Wildfires are increasing in frequency, size, and severity across the globe. Unlike ecosystem disturbances that primarily impact vegetation, wildfires kill microbes, thereby dramatically altering the composition, function, and abundance of post-fire soil microbiomes, with downstream impacts on soil nitrogen (N) cycling. Despite widespread microbial mortality during fires, post-fire environments can also favor the growth of pyrophilous fire-loving microbes. Pyrophilous microbes have been documented in widespread post-fire habitats, yet their traits and impacts on ecosystem N losses remain largely uncharacterized. Here, researchers focus on how wildfire severity and pyrophilous microbial interactions regulate N cycling and the emission of greenhouse gasses (GHG) like nitrous oxide, a powerful greenhouse gas with 300x the warming potential of carbon dioxide, with implications for long-term ecosystem recovery, regional air quality, and Earth’s climate. The overarching project goal is to answer the question: Do conserved genomic traits and cross-kingdom interactions drive post-fire N cycling across ecosystems?

Abstract

Understanding how microbial interactions and their traits govern N cycling is critical to forecasting post-fire soil N dynamics and ecosystem recovery. Using pyrophilous microbiomes as model systems, the team will scale up across systems of increasing complexity, from individual genomes to more complex microbiomes to predict the impacts of wildfire disturbance on ecosystem N cycling with the DEcomposition Model of ENzymatic Traits (DEMENT). Across three ecosystems that are experiencing increased fire frequency (Mediterranean grasslands, chaparral shrublands, montane coniferous forests) the team asks: (1) How do microbial traits change during post-fire succession? (2) How does fire severity influence microbial succession and gene expression of N cycling functions? (3) How do cross-kingdom interactions change during post-fire succession? (4) How do traits and interactions affect ecosystem N fates and cycling?

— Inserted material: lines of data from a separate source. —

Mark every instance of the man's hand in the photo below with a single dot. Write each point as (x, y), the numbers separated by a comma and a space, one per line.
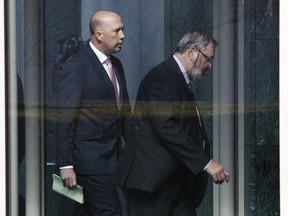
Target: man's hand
(68, 177)
(218, 172)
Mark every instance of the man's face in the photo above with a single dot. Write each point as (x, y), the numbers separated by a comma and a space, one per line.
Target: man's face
(204, 61)
(112, 35)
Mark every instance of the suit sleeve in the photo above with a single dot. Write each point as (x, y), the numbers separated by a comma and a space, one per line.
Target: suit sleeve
(67, 112)
(166, 107)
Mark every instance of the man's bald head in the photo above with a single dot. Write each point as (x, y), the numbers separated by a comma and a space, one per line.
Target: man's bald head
(99, 18)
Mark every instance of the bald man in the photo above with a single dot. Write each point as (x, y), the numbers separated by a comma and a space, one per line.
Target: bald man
(93, 104)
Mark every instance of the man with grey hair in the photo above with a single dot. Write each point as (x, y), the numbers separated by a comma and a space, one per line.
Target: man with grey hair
(166, 161)
(93, 106)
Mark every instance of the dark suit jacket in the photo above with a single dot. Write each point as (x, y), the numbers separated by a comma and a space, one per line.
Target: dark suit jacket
(89, 124)
(165, 134)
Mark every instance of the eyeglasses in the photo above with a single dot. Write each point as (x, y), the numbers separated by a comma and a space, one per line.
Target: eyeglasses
(208, 59)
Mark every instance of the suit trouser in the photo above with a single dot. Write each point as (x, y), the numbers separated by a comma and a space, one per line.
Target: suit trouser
(100, 195)
(172, 199)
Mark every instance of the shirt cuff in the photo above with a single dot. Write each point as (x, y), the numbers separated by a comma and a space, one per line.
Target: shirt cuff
(207, 165)
(67, 167)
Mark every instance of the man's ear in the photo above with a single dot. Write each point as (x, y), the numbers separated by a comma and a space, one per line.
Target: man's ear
(191, 52)
(98, 35)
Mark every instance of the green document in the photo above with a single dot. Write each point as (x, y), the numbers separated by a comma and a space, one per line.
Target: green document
(75, 194)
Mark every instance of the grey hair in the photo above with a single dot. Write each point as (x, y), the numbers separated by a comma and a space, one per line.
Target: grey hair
(197, 38)
(93, 24)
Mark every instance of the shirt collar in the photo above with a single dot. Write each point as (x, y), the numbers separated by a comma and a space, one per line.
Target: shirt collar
(102, 57)
(184, 72)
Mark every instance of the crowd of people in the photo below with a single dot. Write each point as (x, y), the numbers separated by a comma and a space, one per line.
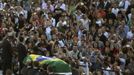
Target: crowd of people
(95, 37)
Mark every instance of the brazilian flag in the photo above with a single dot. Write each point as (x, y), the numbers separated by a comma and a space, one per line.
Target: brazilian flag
(57, 64)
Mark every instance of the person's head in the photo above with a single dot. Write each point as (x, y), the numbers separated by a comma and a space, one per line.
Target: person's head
(21, 39)
(75, 48)
(9, 72)
(49, 2)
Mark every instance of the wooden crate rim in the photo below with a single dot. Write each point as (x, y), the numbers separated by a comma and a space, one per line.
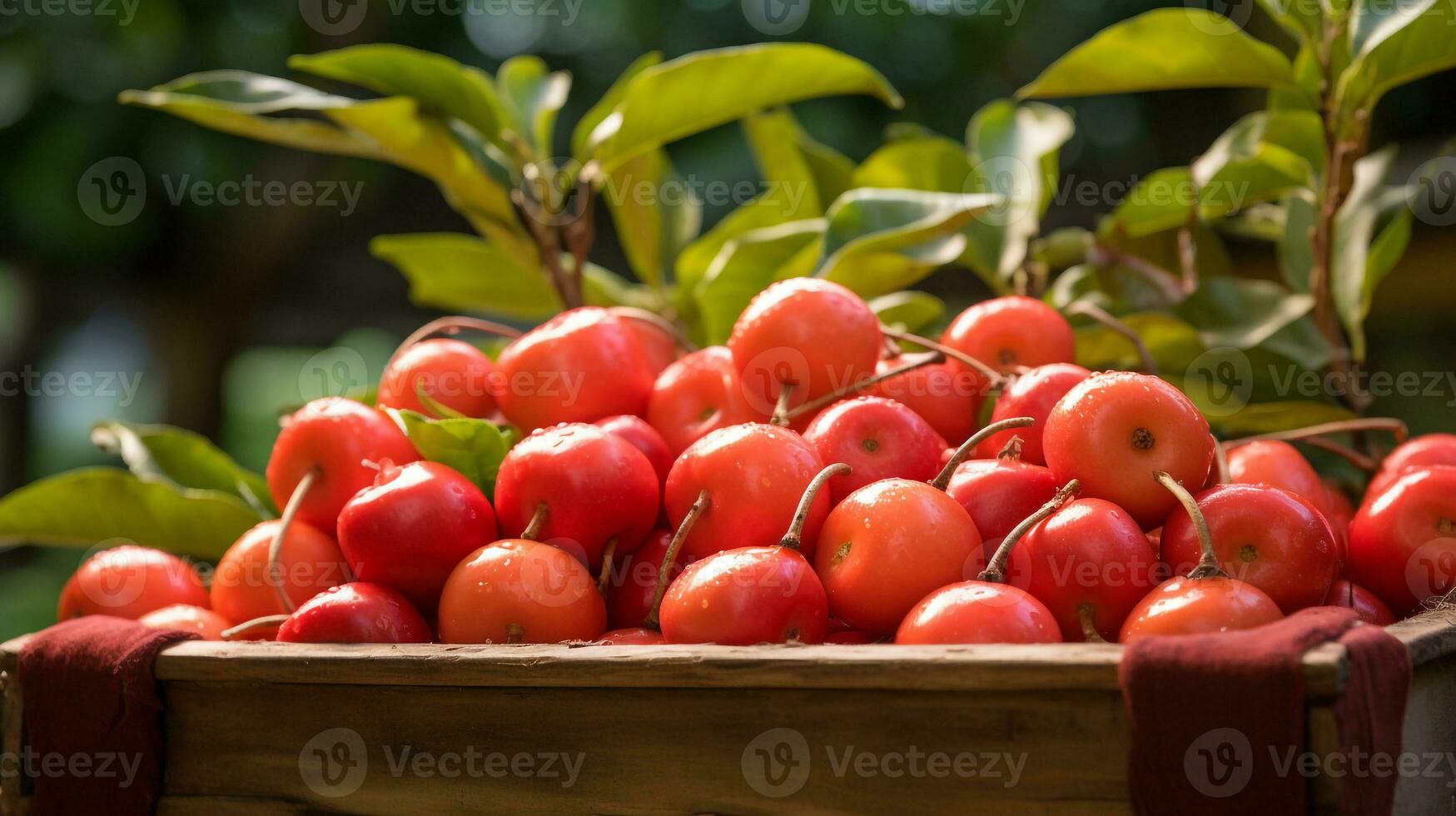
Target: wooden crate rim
(929, 668)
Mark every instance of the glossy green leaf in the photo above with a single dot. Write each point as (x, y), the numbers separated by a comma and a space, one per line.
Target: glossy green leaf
(534, 97)
(909, 311)
(1357, 266)
(245, 104)
(1165, 48)
(475, 448)
(445, 85)
(98, 505)
(460, 273)
(181, 458)
(744, 267)
(705, 89)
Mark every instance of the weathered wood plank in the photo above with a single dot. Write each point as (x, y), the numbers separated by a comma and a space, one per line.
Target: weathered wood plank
(648, 751)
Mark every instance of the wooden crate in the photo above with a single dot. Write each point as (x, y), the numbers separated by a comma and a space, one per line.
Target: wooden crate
(688, 729)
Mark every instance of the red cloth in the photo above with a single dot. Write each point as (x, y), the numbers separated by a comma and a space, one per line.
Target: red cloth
(1218, 720)
(92, 716)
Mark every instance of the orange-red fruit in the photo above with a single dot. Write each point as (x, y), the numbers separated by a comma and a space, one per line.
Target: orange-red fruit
(307, 565)
(520, 590)
(202, 623)
(890, 544)
(1114, 430)
(128, 582)
(812, 332)
(579, 366)
(453, 373)
(332, 436)
(1006, 332)
(1184, 606)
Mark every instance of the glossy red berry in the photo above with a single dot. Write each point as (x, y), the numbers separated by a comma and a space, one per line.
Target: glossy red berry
(746, 596)
(128, 582)
(332, 437)
(645, 439)
(355, 612)
(594, 489)
(754, 477)
(411, 528)
(522, 590)
(888, 545)
(1009, 332)
(577, 367)
(810, 332)
(878, 439)
(450, 372)
(977, 612)
(1034, 396)
(698, 396)
(1114, 430)
(1403, 544)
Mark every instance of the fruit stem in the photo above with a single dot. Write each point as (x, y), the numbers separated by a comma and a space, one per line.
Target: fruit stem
(868, 382)
(995, 570)
(794, 540)
(1098, 315)
(534, 528)
(452, 326)
(670, 557)
(644, 316)
(255, 624)
(606, 565)
(964, 450)
(1209, 560)
(996, 378)
(1397, 427)
(276, 545)
(1090, 633)
(781, 408)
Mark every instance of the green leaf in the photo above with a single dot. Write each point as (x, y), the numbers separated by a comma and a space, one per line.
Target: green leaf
(460, 273)
(534, 97)
(1359, 258)
(243, 104)
(1014, 149)
(181, 458)
(95, 505)
(475, 448)
(909, 311)
(882, 241)
(458, 91)
(705, 89)
(744, 267)
(1165, 48)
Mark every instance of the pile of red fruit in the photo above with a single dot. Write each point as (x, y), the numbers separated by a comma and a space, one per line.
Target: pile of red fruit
(808, 483)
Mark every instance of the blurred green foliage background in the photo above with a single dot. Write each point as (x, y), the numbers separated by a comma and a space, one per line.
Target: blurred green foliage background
(216, 312)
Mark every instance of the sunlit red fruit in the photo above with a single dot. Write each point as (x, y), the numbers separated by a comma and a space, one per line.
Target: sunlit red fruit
(520, 590)
(810, 332)
(335, 439)
(579, 366)
(411, 528)
(355, 612)
(1114, 430)
(128, 582)
(754, 477)
(450, 372)
(878, 439)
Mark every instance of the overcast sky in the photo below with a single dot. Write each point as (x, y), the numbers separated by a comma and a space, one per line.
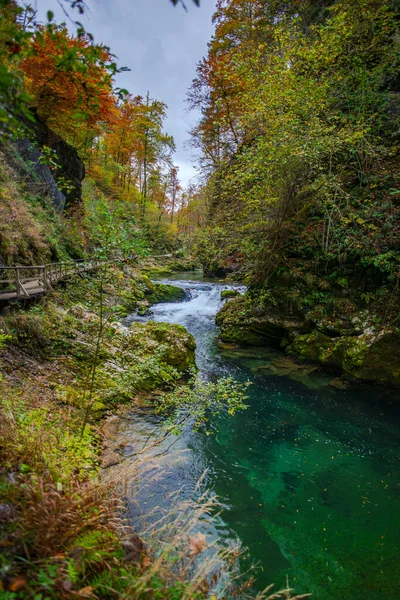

To answer these questions, the team will (1) identify putative pyrophilous traits across microbiota and biomes and cross-kingdom interactions among archaea, bacteria, fungi, and viruses that affect N cycling genes and biogeochemistry using metagenomic datasets and culture-and microcosm-based assays; (2) test and refine the trait predictions by coupling microbiomes and N cycling genes to N biogeochemistry via experimental pyrocosms to simulate soil heating under controlled and replicable conditions; and (3) scale up microbial traits and interactions to the ecosystem level by integrating the measurements with the trait-based DEMENT model. Microbiological insights assessed via genomics, metagenomics, metatranscriptomics, and viromics will be paired with biogeochemical approaches that combine traditional laboratory assays with isotopic approaches to track the production and consumption of substrates involved in GHG emissions. Experimental approaches and modeling will span microbial domains (archaea, bacteria, fungi, and viruses) and diverse fire-impacted ecosystems (Mediterranean grasslands, chaparral shrublands, and montane coniferous forests) to assess the generality of the results at broad spatial and temporal scales.

Funding Information

This research was supported by the DOE Office of Science, Office of Biological and Environmental Research (BER), grant no. DE-SC0023127.